Karim: Quelle est ta démarche créative quand tu démarres un projet ?
Je travaille souvent plusieurs projets en parallèle, un se termine pendant qu’un autre démarre. Mais c’est toujours le même processus : des esquisses libre d’esprit et étalées sur des jours, si possible des semaines. Puis une sélection rigoureuse et je commence. Parfois le processus est ensuite linéaire et amène vite à un résultat qui me convient, parfois c’est une vrai bataille. Et parfois, j’abandonne et je recommence à nouveau ou je fais des allers-retours
Où puises-tu ton inspiration ?
Un peu dans tout. Beaucoup des arts appliqués, de l’architecture moderne et ancienne, des objets éthnographiques ou simplement des phénomènes naturels. Et mon propre œuvre déjà réalisé, comme une recherche perpétuelle.

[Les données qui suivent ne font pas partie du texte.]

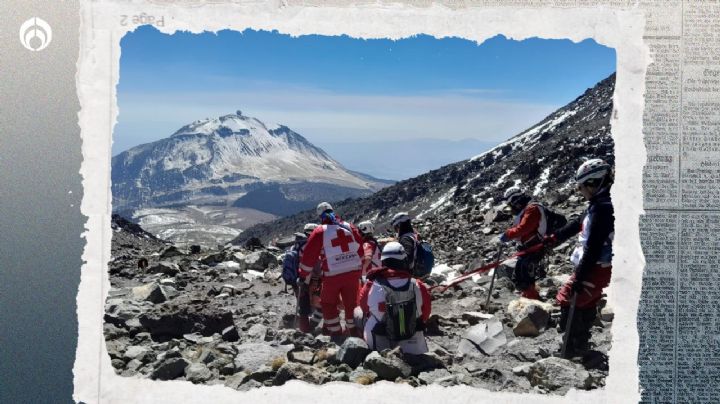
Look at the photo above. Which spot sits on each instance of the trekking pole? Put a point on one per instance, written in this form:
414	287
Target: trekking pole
492	280
571	314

Quels sont tes artistes, designers et architectes favoris ?
Il y en a beaucoup…Au fil des années quelques uns deviennent moins importants, d’autres restent comme des références. Des artistes comme Sophie Täuber-Arp, Sonja Delaunay, Frank Stella, Donald Judd, Marcia Hafif, Blinky Palermo ou Olivier Mosset mais aussi Franz Ackermann ou Dan Walsh.

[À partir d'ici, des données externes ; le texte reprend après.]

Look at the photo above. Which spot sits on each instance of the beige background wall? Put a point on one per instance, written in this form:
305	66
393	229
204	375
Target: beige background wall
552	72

Chez les designers Charles & Ray Eames, Charlotte Perrriand, Vico Magistretto ou Willy Guhl, mais aussi Jasper Morrison, Inga Sempé, Ronan et Erwan Bouroullec, Jörg Boner ou Adrien Rovero.
Et parmi des architectes Alvar Aalto, Rudolf Schindler, Richard Neutra, Louis Khan, Andrew Geller mais aussi Herzog&deMeuron, Buchner Bründler, Christ& Gantenbein, Müller Sigrist, Raphaël Nussbaumer ou Bunq.

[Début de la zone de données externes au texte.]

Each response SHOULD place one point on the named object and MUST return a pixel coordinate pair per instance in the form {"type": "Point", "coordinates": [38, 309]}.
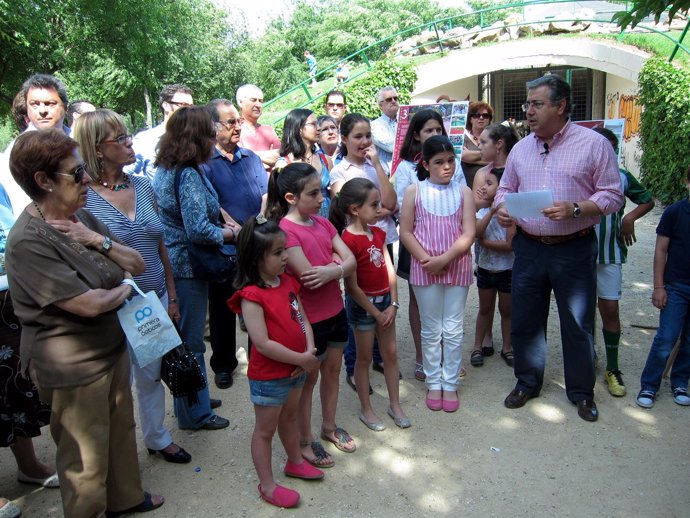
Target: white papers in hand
{"type": "Point", "coordinates": [528, 204]}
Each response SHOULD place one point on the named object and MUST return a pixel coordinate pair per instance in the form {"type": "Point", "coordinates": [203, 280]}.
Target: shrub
{"type": "Point", "coordinates": [361, 94]}
{"type": "Point", "coordinates": [665, 129]}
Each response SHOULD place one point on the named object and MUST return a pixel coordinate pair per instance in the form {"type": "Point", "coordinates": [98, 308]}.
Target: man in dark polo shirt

Que représente ton atelier dans ton quotidien et pour ton travail ?
Il représente tout pour moi et après quelques jours d’absence, tous ce que je veux c’est rentrer et passer du temps dans cet espace. Au fil des années, j’ai eu beaucoup d’ateliers, grands et petits, séparés de mon appartement ou de style loft en vivant et travaillant dans un même espace. L’espace actuel, construit en 1971 a de très hauts plafonds et est baigné de lumière, j’ai donc l’intention de rester encore longtemps. D’origine, c’était une garderie pour enfants. Lors de la première visite, je me suis dit qu’il y avait sûrement encore une bonne énergie dans ces murs. Donc parfait pour la création.
Ton dernier projet ?
Le grand dessin que j’ai fini hier et le concept d’un sol en cuivre pour une maison particulière à Bâle.
Une couleur ?
Je ne pense jamais à une seule couleur mais souvent à une combinaison de deux couleurs. Rouge/bleu, Bleu/jaune, Brun/bleu-ciel, Jaune/vert foncé, par exemple. A quelques exceptions près, toutes mes œuvres basées sur de la couleur utilisent une combinaison d’uniquement deux ou trois couleurs.